From Jim Croce’s “Time in a Bottle” in the 1970s to Cher’s “If I Could Turn Back Time” in the ’80s, and R. Kelly’s “If I Could Turn Back the Hands of Time” a decade later, songs about stopping time are as numerous as sands in an hourglass. The All-American Rejects extend the time-honored tradition with their third single, “Time Stands Still.”
The song, which follows “Swing Swing” and “The Last Song,” is similar to the themes that flow through the Oklahoma band’s self-titled debut album in that they’re all about singer, bassist and lyricist Tyson Ritter’s girl problems. But unlike the album’s other tracks, “Time Stands Still” focuses on the good times, before the bad ones arose.
“It’s about me wishing that nothing would change from that honeymoon period, the first six or seven months,” Ritter said, before adding, “For me, it’s like three.
“It’s that time when nothing matters with your lady because it’s all good,” he continued. “And nothing gets you down, nothing at all.”

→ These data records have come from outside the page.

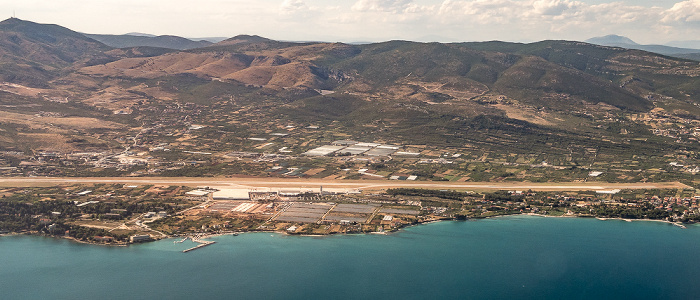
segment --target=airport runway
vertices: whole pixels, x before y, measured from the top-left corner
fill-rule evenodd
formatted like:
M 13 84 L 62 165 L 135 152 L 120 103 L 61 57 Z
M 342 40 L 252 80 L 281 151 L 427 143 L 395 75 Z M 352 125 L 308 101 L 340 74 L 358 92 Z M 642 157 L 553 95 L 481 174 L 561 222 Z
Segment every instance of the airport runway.
M 0 186 L 28 187 L 62 184 L 118 183 L 131 185 L 183 185 L 227 188 L 344 188 L 381 190 L 387 188 L 426 188 L 453 190 L 533 190 L 533 191 L 582 191 L 613 189 L 683 189 L 679 182 L 655 183 L 605 183 L 605 182 L 448 182 L 448 181 L 398 181 L 398 180 L 324 180 L 285 178 L 228 178 L 228 177 L 0 177 Z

Barring the use of magic spells and charms, Ritter had a surprising solution for making the good times last. “Be on the road more,” he quipped. “It disassociates us even more from a real relationship.”
Personal bonds will remain long-distance while the Rejects continue to tour in support of their debut, which has sold nearly 800,000 copies, according to SoundScan. Ritter, co-founding guitarist Nick Wheeler, guitarist Mike Kennerty and drummer Chris Gaylor will be on the road through the end of the month before heading to Japan.
Fans who catch those shows will notice a new song, “Dance Inside,” that’s expected to appear on the Rejects’ next album. Ritter said the song is about a girl — no surprise there — but that it pertains to present-day happiness and isn’t a lament over yesterday.
“We wrote it on the road after I met a beautiful girl,” Ritter said. “It’s about being in love … and stuff like that. It’s about passionate love, on a deeper level than I used to write about before.”
The Rejects won’t begin working on their second album until after they return from tour. Despite the official addition of relatively new members Kennerty and Gaylor, Wheeler and Ritter will continue to serve as the core writing team.
“We’re a four-piece band and all, but me and Tyson have been the songwriters and will continue to be,” Wheeler explained. “We’re going to see how that grows. Look at Bon Jovi, they’ve always had the same dynamic. If you do one song here with somebody and one song there with somebody, it’s not really efficient and you don’t see any growth. Whatever dynamic you have, you should keep it and see how it grows, and when that doesn’t work anymore, that’s when you should reach for other sources.”